Hi Bruno, thanks for reading!
To answer your question, it is important to think about the difference between variables that are correlated (otherwise known as multicollinearity) and data points that are correlated.
When variables are correlated, two or more variables in your model measure similar things. For example, if I have one variable for participant weight and one variable for participant BMI, those variables are probably going to be highly correlated and I shouldn’t have both in my model. However, this doesn’t present a concern regarding the independence of your observations — measures of BMI and weight for one participant are independent of measures taken from another participant.
In your modeling process, you would check for multicollinearity by creating a matrix which shows the level of correlation between each of the variables you’re thinking of including.

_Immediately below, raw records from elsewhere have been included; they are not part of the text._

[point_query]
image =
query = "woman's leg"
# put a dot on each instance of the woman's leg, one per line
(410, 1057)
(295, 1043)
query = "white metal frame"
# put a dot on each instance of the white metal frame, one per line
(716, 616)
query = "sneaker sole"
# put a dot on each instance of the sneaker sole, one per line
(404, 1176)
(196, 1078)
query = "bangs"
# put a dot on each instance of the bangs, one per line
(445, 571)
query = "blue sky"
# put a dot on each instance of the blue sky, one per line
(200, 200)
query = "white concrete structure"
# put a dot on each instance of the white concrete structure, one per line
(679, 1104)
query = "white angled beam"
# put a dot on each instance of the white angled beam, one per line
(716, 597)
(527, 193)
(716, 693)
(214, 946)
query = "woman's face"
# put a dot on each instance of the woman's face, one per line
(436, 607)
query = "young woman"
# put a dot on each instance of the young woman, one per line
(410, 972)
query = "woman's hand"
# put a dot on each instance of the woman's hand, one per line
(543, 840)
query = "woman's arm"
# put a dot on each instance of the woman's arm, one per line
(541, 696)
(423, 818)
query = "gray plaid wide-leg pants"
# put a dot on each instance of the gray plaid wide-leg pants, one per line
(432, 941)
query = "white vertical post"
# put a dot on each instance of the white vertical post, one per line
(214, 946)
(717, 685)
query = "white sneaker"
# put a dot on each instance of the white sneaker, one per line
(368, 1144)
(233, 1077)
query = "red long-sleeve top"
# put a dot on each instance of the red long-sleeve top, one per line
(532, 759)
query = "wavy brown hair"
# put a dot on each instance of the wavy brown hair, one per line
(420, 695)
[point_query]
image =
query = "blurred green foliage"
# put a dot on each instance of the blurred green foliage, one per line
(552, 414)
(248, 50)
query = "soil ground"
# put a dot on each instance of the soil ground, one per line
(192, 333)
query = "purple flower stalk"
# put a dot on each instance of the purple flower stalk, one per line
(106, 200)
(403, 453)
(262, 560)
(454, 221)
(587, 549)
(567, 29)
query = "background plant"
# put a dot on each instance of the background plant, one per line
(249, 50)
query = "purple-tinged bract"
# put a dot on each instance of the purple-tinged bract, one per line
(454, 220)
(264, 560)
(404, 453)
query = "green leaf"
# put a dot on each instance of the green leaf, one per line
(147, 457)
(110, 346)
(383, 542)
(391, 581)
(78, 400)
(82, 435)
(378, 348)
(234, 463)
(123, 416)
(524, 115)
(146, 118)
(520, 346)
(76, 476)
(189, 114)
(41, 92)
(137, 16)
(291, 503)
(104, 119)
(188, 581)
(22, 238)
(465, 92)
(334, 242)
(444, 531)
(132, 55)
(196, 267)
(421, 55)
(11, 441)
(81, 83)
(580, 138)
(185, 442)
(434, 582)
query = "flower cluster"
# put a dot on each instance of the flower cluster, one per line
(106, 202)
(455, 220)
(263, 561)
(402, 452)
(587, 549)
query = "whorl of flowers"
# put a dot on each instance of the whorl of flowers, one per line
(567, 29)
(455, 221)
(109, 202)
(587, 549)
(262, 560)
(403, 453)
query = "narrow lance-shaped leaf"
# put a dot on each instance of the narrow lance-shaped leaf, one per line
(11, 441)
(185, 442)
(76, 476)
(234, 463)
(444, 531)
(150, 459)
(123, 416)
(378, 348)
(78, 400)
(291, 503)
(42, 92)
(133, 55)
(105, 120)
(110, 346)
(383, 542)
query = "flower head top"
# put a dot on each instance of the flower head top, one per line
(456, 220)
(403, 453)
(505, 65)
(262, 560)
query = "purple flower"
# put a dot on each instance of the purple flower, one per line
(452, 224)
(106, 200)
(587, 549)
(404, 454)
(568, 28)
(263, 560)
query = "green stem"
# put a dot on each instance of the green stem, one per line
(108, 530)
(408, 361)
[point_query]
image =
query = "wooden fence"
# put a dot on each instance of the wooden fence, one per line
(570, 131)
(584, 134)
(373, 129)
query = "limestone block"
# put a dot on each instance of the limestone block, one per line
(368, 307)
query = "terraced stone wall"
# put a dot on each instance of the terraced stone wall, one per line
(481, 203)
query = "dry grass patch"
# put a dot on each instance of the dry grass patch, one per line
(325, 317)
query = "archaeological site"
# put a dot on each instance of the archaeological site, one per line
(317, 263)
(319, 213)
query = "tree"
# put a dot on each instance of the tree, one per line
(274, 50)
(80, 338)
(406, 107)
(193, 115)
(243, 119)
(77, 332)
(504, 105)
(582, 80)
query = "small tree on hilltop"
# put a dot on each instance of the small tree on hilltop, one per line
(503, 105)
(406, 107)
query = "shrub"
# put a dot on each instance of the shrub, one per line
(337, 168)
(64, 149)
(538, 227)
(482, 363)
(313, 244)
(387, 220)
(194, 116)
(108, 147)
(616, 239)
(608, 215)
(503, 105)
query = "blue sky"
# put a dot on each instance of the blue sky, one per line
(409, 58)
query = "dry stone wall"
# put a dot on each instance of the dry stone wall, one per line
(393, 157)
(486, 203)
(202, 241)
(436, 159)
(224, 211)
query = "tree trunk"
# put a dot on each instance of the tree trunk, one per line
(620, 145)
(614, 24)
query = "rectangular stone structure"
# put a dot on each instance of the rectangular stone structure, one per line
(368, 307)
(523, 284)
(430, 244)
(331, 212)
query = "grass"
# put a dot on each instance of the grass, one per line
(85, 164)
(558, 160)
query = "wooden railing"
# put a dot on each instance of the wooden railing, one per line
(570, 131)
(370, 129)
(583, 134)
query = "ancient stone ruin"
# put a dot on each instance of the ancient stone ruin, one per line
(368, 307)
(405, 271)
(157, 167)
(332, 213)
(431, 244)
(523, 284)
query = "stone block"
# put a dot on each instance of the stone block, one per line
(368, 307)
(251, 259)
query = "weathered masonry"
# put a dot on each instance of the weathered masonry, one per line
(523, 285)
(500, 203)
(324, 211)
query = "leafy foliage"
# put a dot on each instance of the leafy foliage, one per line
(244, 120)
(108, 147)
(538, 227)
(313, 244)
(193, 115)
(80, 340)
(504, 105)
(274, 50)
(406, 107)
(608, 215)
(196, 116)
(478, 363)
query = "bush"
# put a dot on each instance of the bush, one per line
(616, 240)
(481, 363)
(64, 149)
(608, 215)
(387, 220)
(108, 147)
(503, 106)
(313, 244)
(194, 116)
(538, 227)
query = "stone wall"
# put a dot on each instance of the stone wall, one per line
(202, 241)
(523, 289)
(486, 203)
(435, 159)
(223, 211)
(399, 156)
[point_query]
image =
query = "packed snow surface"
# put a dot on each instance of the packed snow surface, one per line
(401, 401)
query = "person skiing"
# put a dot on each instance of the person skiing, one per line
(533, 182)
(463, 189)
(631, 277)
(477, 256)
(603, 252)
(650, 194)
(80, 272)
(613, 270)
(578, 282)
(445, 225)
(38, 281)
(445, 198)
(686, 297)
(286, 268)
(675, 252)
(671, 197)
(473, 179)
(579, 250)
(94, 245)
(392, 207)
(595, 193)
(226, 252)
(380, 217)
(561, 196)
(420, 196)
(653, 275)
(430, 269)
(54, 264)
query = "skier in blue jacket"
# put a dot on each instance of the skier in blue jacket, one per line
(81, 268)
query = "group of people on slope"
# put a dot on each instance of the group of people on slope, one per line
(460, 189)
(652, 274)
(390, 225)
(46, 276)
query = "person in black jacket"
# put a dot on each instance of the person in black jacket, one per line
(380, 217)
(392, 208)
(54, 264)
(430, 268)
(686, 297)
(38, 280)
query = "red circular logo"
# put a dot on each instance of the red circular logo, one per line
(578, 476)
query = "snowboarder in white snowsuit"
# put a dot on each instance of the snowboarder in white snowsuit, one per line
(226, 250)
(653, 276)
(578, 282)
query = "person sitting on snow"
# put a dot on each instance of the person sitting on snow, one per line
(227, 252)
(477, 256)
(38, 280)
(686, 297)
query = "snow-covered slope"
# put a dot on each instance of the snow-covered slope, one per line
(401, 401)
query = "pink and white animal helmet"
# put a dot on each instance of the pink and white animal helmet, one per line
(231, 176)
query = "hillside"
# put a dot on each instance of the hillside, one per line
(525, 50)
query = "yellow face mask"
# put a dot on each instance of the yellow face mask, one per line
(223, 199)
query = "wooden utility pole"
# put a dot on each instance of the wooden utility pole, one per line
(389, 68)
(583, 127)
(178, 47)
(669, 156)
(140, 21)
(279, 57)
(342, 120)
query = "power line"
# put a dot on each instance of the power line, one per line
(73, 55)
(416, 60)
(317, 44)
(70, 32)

When data points are correlated, however, it means that you do not have independent observations and the assumptions of logistic and linear regression have been violated. In my examples, data points were correlated because they were taken from the same family over time or because they were taken from students who could be grouped into countries. When you do not have independent data points, simple logistic and linear regression aren’t appropriate regardless of the variables included in the model.
As I described above, you would assess correlation among your data points through knowledge of your data collection process, and/or by calculating ICC and using the Durbin-Watson test.
In the instance that two variables are highly correlated, you are correct that you probably want to use just one of the correlated variables. When data points are correlated though, as I discuss in this article, GEE and MLM are useful techniques.